Web Scraping Lab Assignment

Step 1. Pull in packages. (rvest) Pull in the website to be scraped.

library('rvest')
## Warning: package 'rvest' was built under R version 3.5.3
## Loading required package: xml2
## Warning: package 'xml2' was built under R version 3.5.3
url <- 'http://www.imdb.com/search/title?count=100&release_date=2016,2016&title_type=feature'
webpage <- read_html(url)

Step 2. Use CSS Selectors to scrape the rankings section

rank_data_html <- html_nodes(webpage,'.text-primary')
#convert the ranking data to text.
rank_data <- html_text(rank_data_html)
head(rank_data)
## [1] "1." "2." "3." "4." "5." "6."

Step 3. Convert data to numerical format.

rank_data <- as.numeric(rank_data)
head(rank_data)
## [1] 1 2 3 4 5 6

Step 4. Scrape the title section and convert title data to text.

title_data_html <- html_nodes(webpage,'.lister-item-header a')
title_data <- html_text(title_data_html)
head(title_data)
## [1] "Suicide Squad"  "Moonlight"      "Rogue One"      "The Handmaiden"
## [5] "Split"          "La La Land"

Step 5. Scrape description data field and convert to text.

description_data_html <- html_nodes(webpage,'.ratings-bar+ .text-muted')
description_data <- html_text(description_data_html)
#remove the '\n'
description_data <- gsub("\n","",description_data)
head(description_data)
## [1] "    A secret government agency recruits some of the most dangerous incarcerated super-villains to form a defensive task force.
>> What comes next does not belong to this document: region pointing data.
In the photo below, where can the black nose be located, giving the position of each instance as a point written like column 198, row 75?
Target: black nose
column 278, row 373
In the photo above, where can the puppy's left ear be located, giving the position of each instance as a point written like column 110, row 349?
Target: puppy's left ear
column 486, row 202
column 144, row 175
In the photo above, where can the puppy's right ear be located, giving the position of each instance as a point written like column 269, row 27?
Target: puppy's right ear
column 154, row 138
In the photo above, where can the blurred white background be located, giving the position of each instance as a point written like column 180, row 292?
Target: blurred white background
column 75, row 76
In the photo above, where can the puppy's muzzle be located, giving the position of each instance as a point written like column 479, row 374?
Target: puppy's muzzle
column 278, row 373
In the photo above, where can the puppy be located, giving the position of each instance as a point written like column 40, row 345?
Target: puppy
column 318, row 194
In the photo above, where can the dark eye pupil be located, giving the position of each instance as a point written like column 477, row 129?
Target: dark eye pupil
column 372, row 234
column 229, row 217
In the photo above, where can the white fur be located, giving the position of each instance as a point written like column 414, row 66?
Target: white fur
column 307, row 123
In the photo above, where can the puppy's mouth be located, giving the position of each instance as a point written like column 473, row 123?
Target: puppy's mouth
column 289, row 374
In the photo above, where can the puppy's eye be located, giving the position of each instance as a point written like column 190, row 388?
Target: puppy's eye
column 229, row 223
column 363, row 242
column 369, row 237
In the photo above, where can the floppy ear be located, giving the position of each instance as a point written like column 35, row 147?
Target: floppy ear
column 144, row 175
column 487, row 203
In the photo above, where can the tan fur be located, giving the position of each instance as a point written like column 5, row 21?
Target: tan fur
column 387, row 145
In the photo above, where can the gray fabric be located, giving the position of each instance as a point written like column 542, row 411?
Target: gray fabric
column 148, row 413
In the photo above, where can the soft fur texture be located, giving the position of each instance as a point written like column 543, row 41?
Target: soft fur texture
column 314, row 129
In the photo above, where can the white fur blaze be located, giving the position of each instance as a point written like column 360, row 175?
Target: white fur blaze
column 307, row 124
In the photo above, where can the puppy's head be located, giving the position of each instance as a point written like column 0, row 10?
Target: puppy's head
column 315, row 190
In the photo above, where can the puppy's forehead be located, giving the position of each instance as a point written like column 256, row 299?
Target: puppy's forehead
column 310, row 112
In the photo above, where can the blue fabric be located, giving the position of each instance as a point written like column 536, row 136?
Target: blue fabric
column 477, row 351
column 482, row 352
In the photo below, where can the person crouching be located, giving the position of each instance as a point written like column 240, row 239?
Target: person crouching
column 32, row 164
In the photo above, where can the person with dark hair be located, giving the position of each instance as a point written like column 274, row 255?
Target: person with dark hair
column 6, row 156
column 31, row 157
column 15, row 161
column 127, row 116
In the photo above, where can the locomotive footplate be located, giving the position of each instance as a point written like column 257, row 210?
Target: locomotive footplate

Their first mission: save the world from the apocalypse."
## [2] "    A young African-American man grapples with his identity and sexuality while experiencing the everyday struggles of childhood, adolescence, and burgeoning adulthood."               
## [3] "    The daughter of an Imperial scientist joins the Rebel Alliance in a risky move to steal the Death Star plans."                                                                      
## [4] "    A woman is hired as a handmaiden to a Japanese heiress, but secretly she is involved in a plot to defraud her."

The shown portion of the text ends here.